Keep in mind that even after long periods of time (hundreds of years in some cases) Islam was often not the majority religion in areas conquered by Muslims, and to a degree this does apply to Iran. Zoroastrians likely became a minority during Abbasid rule at least a hundred years after the initial conquest. Policy varied significantly based on time, dynasty, and ruler. While persecution of non-Muslims was normal it was (esspecially initially) not a "let them exist" type situation until later. There were incentives to convert but many groups were tolerated to varying degrees including Zoroastrians. Fire temples existed for hundreds of years in Iran even after the Muslim conquests.
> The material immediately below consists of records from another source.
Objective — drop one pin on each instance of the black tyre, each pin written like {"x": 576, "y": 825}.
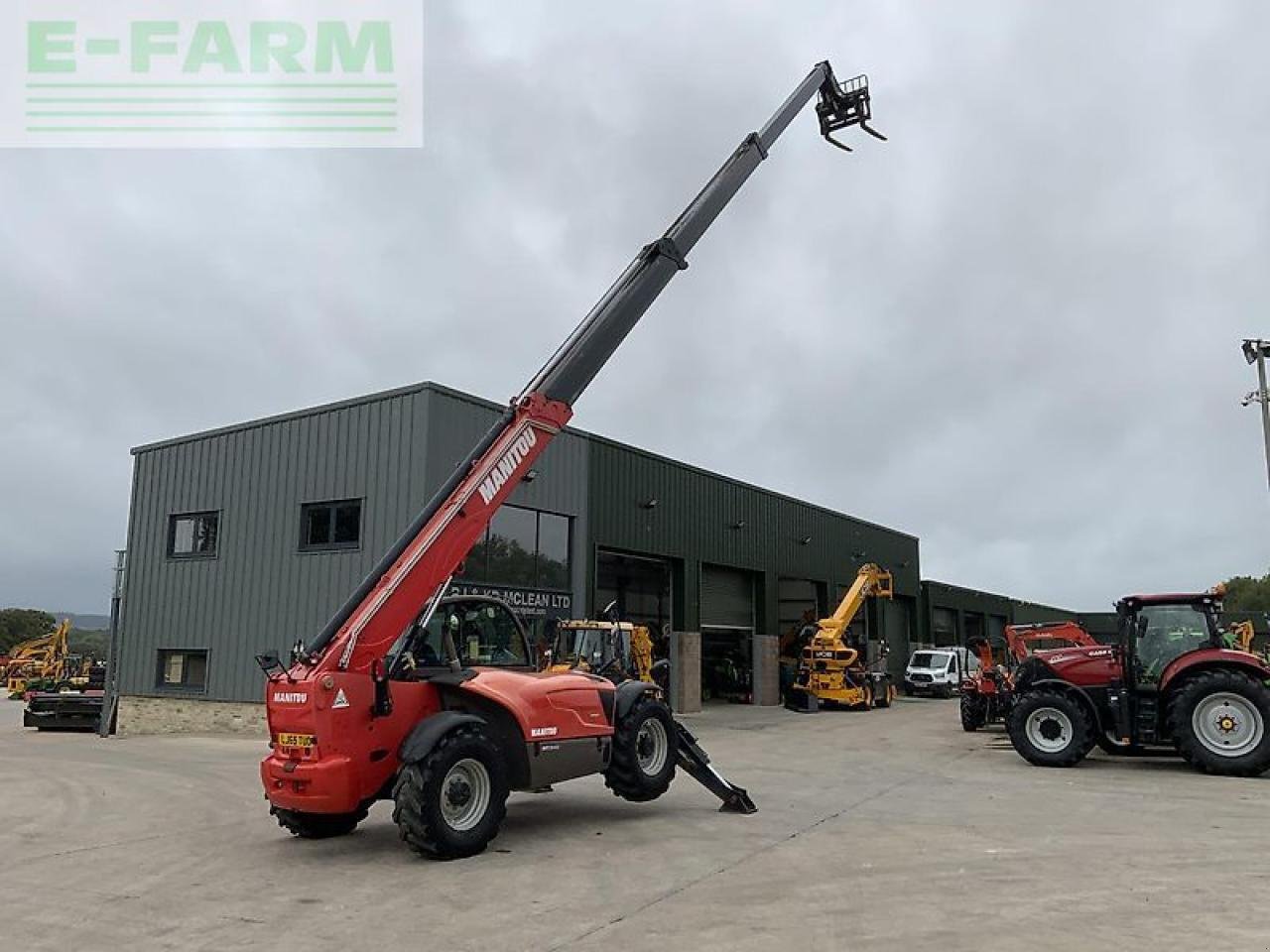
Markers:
{"x": 1051, "y": 729}
{"x": 884, "y": 692}
{"x": 451, "y": 803}
{"x": 974, "y": 712}
{"x": 644, "y": 749}
{"x": 1219, "y": 722}
{"x": 318, "y": 825}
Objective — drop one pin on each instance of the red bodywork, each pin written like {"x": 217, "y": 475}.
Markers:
{"x": 354, "y": 752}
{"x": 1086, "y": 666}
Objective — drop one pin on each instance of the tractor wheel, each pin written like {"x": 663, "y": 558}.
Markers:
{"x": 451, "y": 803}
{"x": 974, "y": 712}
{"x": 1051, "y": 729}
{"x": 318, "y": 825}
{"x": 645, "y": 744}
{"x": 1218, "y": 721}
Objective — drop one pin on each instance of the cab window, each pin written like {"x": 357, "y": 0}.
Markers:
{"x": 484, "y": 633}
{"x": 1164, "y": 633}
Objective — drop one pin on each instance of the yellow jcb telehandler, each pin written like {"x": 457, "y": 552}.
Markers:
{"x": 833, "y": 671}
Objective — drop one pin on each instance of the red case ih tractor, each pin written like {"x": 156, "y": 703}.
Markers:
{"x": 988, "y": 693}
{"x": 434, "y": 702}
{"x": 1170, "y": 683}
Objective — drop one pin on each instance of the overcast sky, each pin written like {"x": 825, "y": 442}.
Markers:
{"x": 1011, "y": 330}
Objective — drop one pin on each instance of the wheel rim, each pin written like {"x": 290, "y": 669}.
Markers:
{"x": 652, "y": 747}
{"x": 1228, "y": 725}
{"x": 465, "y": 794}
{"x": 1049, "y": 730}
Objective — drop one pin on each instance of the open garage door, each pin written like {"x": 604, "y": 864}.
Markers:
{"x": 726, "y": 634}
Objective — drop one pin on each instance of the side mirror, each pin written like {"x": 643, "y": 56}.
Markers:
{"x": 382, "y": 697}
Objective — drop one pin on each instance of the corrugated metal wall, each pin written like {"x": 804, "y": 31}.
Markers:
{"x": 701, "y": 517}
{"x": 261, "y": 592}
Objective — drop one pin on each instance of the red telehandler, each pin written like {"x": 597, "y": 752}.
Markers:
{"x": 988, "y": 693}
{"x": 1171, "y": 683}
{"x": 434, "y": 702}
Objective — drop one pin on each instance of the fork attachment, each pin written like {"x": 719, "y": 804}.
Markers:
{"x": 844, "y": 104}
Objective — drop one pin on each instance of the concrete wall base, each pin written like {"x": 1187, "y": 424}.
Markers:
{"x": 686, "y": 671}
{"x": 173, "y": 715}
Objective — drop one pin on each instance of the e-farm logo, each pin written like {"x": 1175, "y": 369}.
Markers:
{"x": 211, "y": 72}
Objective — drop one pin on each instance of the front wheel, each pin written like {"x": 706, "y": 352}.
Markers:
{"x": 1051, "y": 729}
{"x": 1219, "y": 724}
{"x": 885, "y": 693}
{"x": 317, "y": 825}
{"x": 451, "y": 803}
{"x": 645, "y": 746}
{"x": 974, "y": 712}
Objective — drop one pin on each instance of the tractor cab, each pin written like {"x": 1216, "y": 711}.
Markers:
{"x": 1157, "y": 630}
{"x": 1171, "y": 682}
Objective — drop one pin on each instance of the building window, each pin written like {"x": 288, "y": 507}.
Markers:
{"x": 522, "y": 547}
{"x": 336, "y": 525}
{"x": 182, "y": 669}
{"x": 193, "y": 535}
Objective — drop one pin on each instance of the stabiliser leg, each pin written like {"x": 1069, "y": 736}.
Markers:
{"x": 695, "y": 762}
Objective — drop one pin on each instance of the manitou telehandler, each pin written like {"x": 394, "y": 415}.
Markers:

Military expansion is obviously violent but once conquered the actual initial majority conversion of many of these areas was largely non-violent. That's not to discount the large scale persecution and even massacres that happened (often worse later not earlier) but the main reason Zoroastrians exist is because for much of their history they were a clearly tolerated minority under Muslim rule.
In Islam there are concepts like "Ahl al-Kitaab" (which translates to "people of the book") and the status of "ahl al-dhimma". Holy text like the Bible or Torah are recognized as divine and grant a protected status to people like Christians, Jews, and Sabians who qualify as "people of the book". Other groups can also be given some of this Dhimmi protected status and recognized as tolerated non-Muslim people under Islamic rule. There was a lot of debate as per what qualified and what that meant, Zoroastrians were often at the center of this discussed as both with varying interpretations. These are not static concepts and there was/is active scholarly debate on what grounds someone qualified and what that meant. When it came to Zoroastrians they are more generally accepted than some but there has been serious questions about the "divine revelation" of the religion compared to the Jewish/Christian peoples and this did often lead to protections wavering and changing depending on many factors. Muslim scholarly debate about Zoroastrians has a very wide range of opinions, keep in mind there is a Hadith guessing that 124,000 prophets were sent out to the people of the world, there is a lot of room for debate on what that means about other groups relation to Islam. Just as a side note the "people of the book" concept has proven practically useful, for example some Muslims (involved with conquering or ruling much of India) considered even Hinduism divinely inspired from text as a justification for relatively tolerant policy (even if many outside of those areas rejected it). Hindus did receive protected status as dhimmi and Hinduism remain a majority in India despite long periods of Muslim rule.
As a reading source I recommend the short paper "Dhimmi or not Dhimmi?: Religious Freedom and Early Islam" by historian Mark W. Graham.
The Islamic conversions of Iran definitely wouldn’t have let them stay right?
Can you clarify what you mean by this so we can better respond?
If "wouldn't have let them stay" means "convert or die/leave", that's an incorrect assumption. There were certainly mechanisms in place to discourage the practice of Zoroastrianism and incentivize conversion to Islam (extra taxes, ban on government participation, making it illegal to proselytize, etc). Those mechanisms did lead to the steady decline of Zoroastrianism under Islamic rule and emigration to non-Muslim lands, especially India.